Avoiding the unintended consequences of technology through responsible design, development and deployment
Technology has been a marker of societal progress since the invention of the wheel and even earlier. Technology is making our lives easier, more convenient, and it opens new opportunities for self- expression, communication, and economic progress. But technology can also have unintended consequences typically unforeseen by even the most well-meaning innovator.
Take a simple technology like the ‘infinite scroll’ which eliminates the need to keep pressing “next page” to reveal new content on a webpage. Originally proposed to help readers preserve their train of thought undisrupted by the inconvenience of a mouse click it has since then spun out of control. On the one side is the human who keeps scrolling to expose new interesting content, and on the other side is the content provider who strives to keep the content interesting. Together, it can spiral into an addictive behavior of mindless scrolling and a steady narrowing of perspective – the rabbit-hole syndrome.
Or consider the ‘like’ button which was created to bring people together and unite them in agreement. It too has given rise to unexpected and serious side effects, such as the diminished self-worth of those who crave for likes which don’t materialize. Or take AI-based automated decision systems which were hailed as a way to remove human bias from decision making, while at the same time also increasing efficiency, but eventually were found to be just as biased as humans, but now at scale.
Yet it is not only that the product of innovation can fuel addiction; innovation itself can also be addictive. In their thirst of winning the technology race, innovators often lose sight of the adverse impact their strive might have on other seemingly disjoint issues, such as the enormous carbon footprint of large language models (GPT-3), reinforcement learning (AlphaGo), and block chain technology (Bitcoin).
There have always been adverse effects of technology. For example, some early studies showed that seat belts, when first introduced, increased the rate of accidents since they appeared to lower a driver’s perception of risk. One might even go as far as saying that the wheel itself should be blamed for the many car accidents it has facilitated. All of these are unintended consequences of technology.

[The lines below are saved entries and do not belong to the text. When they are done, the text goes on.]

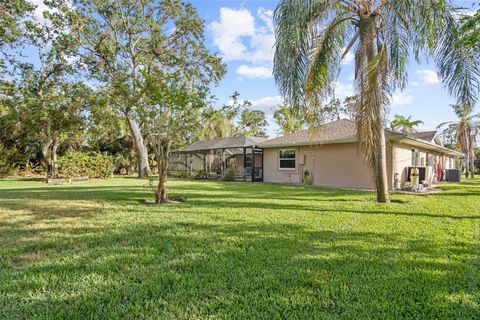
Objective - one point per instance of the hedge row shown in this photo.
(92, 165)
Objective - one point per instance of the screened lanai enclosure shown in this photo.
(236, 158)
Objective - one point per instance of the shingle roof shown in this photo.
(425, 135)
(334, 132)
(224, 143)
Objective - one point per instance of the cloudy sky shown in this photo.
(242, 33)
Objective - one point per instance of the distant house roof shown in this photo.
(334, 132)
(345, 131)
(425, 135)
(224, 143)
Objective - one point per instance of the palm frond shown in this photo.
(325, 58)
(296, 24)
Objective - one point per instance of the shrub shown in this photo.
(7, 167)
(199, 174)
(180, 174)
(230, 174)
(92, 165)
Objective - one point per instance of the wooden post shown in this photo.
(244, 164)
(253, 164)
(205, 165)
(262, 164)
(224, 167)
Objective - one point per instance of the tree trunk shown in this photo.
(380, 152)
(472, 166)
(161, 193)
(54, 167)
(141, 150)
(467, 164)
(381, 176)
(46, 158)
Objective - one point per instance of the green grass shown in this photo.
(236, 251)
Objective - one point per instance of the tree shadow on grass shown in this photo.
(244, 271)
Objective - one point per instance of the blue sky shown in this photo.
(242, 33)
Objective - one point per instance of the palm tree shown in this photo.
(404, 124)
(466, 132)
(288, 119)
(312, 37)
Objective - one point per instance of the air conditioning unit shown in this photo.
(301, 159)
(426, 173)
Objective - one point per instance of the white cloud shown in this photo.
(401, 99)
(344, 90)
(255, 72)
(428, 76)
(267, 104)
(349, 57)
(241, 37)
(228, 32)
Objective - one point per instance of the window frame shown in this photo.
(294, 168)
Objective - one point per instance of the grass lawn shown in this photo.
(236, 251)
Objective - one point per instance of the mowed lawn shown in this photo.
(236, 251)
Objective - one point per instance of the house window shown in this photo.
(286, 159)
(415, 156)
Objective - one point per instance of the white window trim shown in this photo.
(278, 160)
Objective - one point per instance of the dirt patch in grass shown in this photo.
(169, 201)
(28, 258)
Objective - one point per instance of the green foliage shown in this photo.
(312, 38)
(183, 174)
(8, 159)
(253, 123)
(11, 14)
(236, 251)
(229, 175)
(92, 165)
(199, 174)
(404, 124)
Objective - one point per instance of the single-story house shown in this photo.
(332, 158)
(214, 158)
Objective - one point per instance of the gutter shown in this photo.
(391, 137)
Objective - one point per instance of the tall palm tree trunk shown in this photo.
(377, 117)
(381, 175)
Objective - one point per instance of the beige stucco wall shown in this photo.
(341, 165)
(334, 165)
(402, 159)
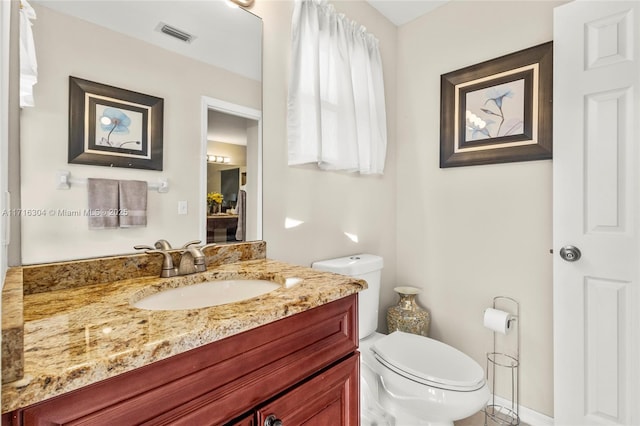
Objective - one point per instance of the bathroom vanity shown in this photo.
(290, 354)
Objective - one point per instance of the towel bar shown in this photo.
(64, 181)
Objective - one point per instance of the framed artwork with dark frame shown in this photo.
(498, 111)
(114, 127)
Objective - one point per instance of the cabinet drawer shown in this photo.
(223, 379)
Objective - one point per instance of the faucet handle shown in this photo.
(163, 245)
(207, 246)
(186, 245)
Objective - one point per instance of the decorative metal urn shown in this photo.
(407, 316)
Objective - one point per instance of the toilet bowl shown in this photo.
(406, 379)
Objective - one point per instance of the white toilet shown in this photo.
(406, 379)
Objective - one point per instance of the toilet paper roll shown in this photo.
(497, 320)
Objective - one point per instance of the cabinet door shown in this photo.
(248, 420)
(330, 398)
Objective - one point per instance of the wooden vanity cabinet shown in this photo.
(303, 368)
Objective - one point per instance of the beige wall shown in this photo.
(64, 49)
(472, 233)
(328, 203)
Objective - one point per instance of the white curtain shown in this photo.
(336, 107)
(28, 62)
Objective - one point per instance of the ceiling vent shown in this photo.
(175, 32)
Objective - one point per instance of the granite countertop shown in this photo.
(80, 335)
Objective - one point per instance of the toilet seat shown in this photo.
(429, 362)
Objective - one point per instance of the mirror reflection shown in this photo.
(231, 143)
(122, 44)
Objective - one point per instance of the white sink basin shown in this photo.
(202, 295)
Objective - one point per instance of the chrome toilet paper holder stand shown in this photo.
(500, 414)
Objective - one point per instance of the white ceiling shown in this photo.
(402, 11)
(229, 38)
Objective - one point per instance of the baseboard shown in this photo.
(527, 415)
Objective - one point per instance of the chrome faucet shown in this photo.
(193, 260)
(192, 257)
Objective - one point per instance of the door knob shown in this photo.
(272, 420)
(570, 253)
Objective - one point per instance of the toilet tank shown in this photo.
(367, 267)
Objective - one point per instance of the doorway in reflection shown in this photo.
(228, 139)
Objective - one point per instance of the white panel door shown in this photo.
(596, 194)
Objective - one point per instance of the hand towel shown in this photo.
(242, 216)
(103, 203)
(133, 203)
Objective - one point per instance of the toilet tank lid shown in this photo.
(356, 264)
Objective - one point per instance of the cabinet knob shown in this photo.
(272, 420)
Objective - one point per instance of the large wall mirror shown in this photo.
(203, 58)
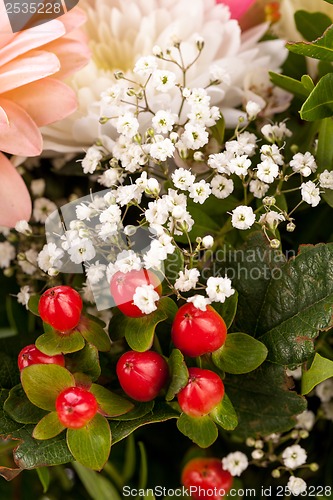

It is clearly impossible and not at all advisable to stand in the way of emerging technology. Much better is to stay alert of its possible unintended consequences, study its possible impacts on society, and propose solutions and guardrails that can protect both society and innovators from these adverse effects. Sometimes these guardrails can be technology itself, such as frameworks for responsible, safe, and fair AI, or they can be rules, laws, and standards that give humans more protection and control over how technology impacts them and how they can use it safely to improve their lives. The Department of Technology and Society is situated at this critical human-technology interface.